Holden stared at Murtry, and the man stared back. “Okay, Amos. Meet me in the galley in a minute.”
“Roger that, Cap,” Amos said, smiling at the prisoner as he said it.
Worried that he might have just killed the man, Holden waited around the corner outside the med bay door.
“Going to beat a helpless man in his hospital bed just because I got the better of you?” Murtry asked, trying to hide his unease with contempt.
“Oh, goodness no,” Amos said, mock hurt in his tone. “That’s all good. Smart move taking me from behind. I don’t hate the game. I appreciate a good player.”
“Then—” Murtry started, but Amos kept speaking.
“But you made me kill Wei. I liked Wei.”
The silence between the two men stretched, and Holden almost went back into the room, expecting to find Amos choking the man to death. Then Amos spoke again.

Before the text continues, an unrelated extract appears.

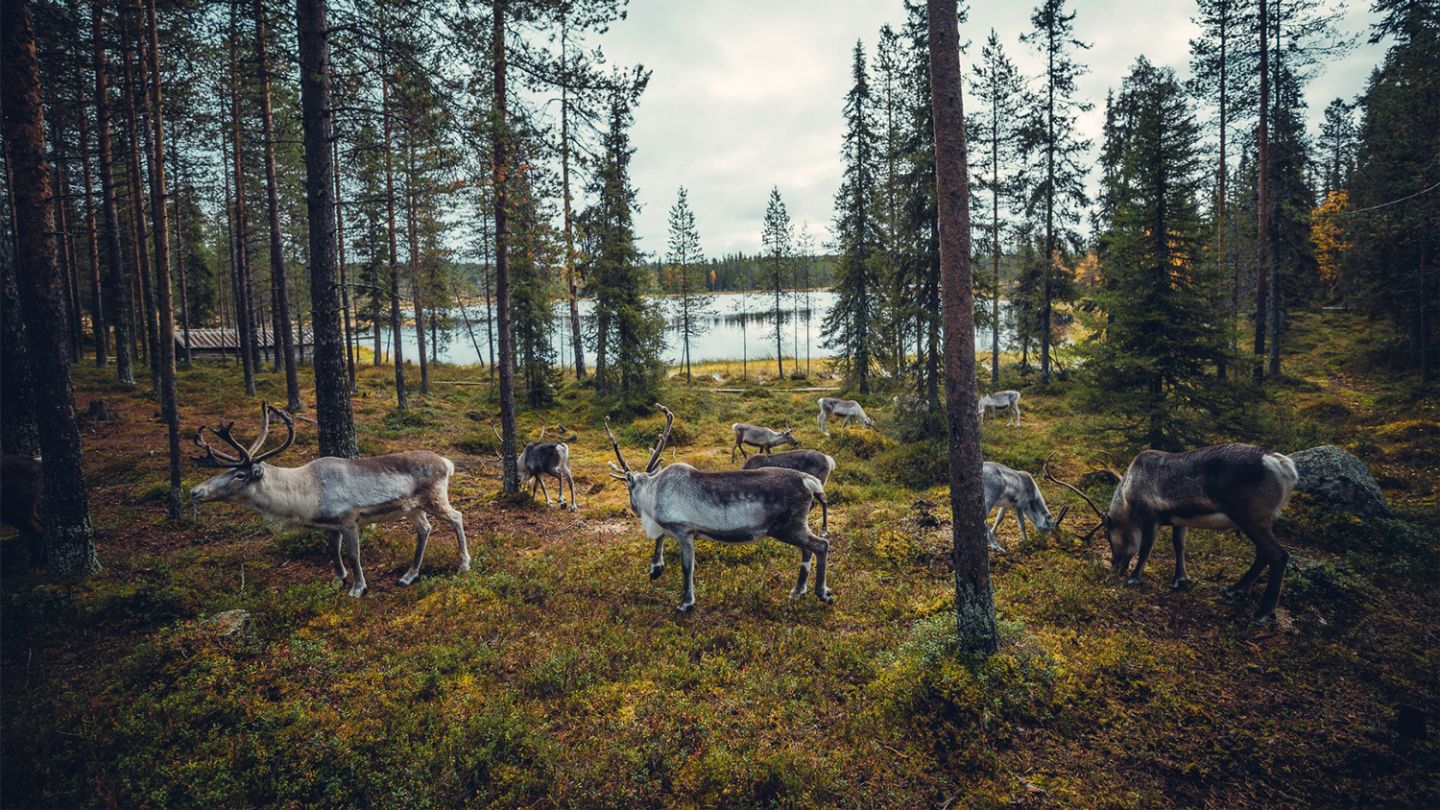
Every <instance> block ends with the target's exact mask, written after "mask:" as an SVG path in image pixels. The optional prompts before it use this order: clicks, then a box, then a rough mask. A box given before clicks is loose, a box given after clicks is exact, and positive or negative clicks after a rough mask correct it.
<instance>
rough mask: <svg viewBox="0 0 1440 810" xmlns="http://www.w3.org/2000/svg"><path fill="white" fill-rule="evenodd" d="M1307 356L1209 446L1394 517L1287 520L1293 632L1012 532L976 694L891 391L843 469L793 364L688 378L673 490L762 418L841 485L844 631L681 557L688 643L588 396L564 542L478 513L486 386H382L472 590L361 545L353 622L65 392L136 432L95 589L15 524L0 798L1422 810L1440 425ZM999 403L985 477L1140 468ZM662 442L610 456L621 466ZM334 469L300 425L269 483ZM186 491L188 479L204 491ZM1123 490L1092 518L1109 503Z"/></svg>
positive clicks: (834, 431)
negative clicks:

“And when I do finally beat you, you won’t be helpless. Think that’ll matter?”
Holden didn’t wait to hear the rest of what was said.
Epilogue: Avasarala
Vyakislav Pratkanis, the Martian congressional Speaker of the House, had an excellent poker face. Over three days of meetings and meals and evenings at the theater and cocktails, he’d never registered more than a milquetoast kind of surprise. Either he was panicking on the inside, or he simply didn’t understand the situation. Avasarala’s guess was the latter.
“I’m sorry I can’t come with you this evening,” he said, his hand shaking hers with a crisp, dry efficiency.
“You’re a good liar,” she said with a smile. “Most men who’ve spent so much time with me seem convinced their cocks will fall off if they can’t get away from me.”
His eyes widened with a gentle laughter that he’d almost certainly practiced in a mirror. She responded in kind. The government houses were in Aterpol, the highest-status of the buried neighborhoods of Londres Nova. Six more communities were scattered under the soil of Mars’ Aurorae Sinus. She had to admit, the Martians had done a respectable job recreating the world here underground. The false dome of Aterpol was high above her and lit with a carefully balanced spectrum that managed to convince her lizard brain that she was in the open air of Earth. The government buildings were designed with a light airiness that almost forgave the fact that the entire city—the entire planetary network—was built like a fucking tomb. The absence of a magnetosphere had made Mars’ first priority protection from the radiation. Between that and the low gravity that left her unintentionally skipping down the corridors like a schoolgirl, she hadn’t fallen in love with the planet.